Les Palestiniens ont déjà connu leur guerre civile, entre le Fatah et le Hamas, dont le résultat a été un nouvel éclatement de la politique palestinienne. La ligne de fracture Fatah-Hamas est la plus visible des nombreuses fractures qui affectent la société palestinienne. Aujourd'hui, chacun des deux partis contrôle avec un zèle autoritaire les minuscules bribes d'autorité que l'occupation autoritaire d'Israël leur a laissées pour se battre. S'il n'y a plus de combats directs entre les deux partis, le conflit continue de s'embraser sous d'autres formes, le Fatah utilisant la guerre économique et le Hamas les armes conventionnelles. Les roquettes du Hamas peuvent être physiquement dirigées vers Israël, mais idéologiquement, leur destinataire est leur ennemi juré, le Fatah.

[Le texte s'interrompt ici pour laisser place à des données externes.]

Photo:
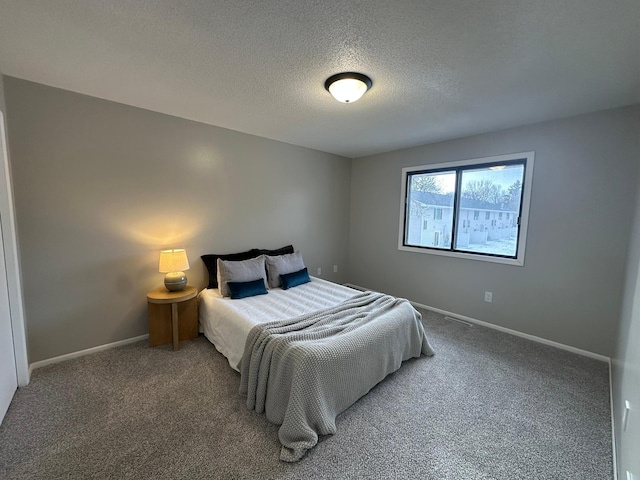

Tant que les hypothèses sous-jacentes ne seront pas remises en question et modifiées, le cercle vicieux qui afflige Gaza et le conflit dans son ensemble continuera à se perpétuer, faisant de plus en plus de victimes sous l'emprise de sa logique inhumaine et illogique. Il est grand temps d'opérer un changement fondamental, mais le fondamentalisme nationaliste s'y oppose... et c'est là que réside le piège.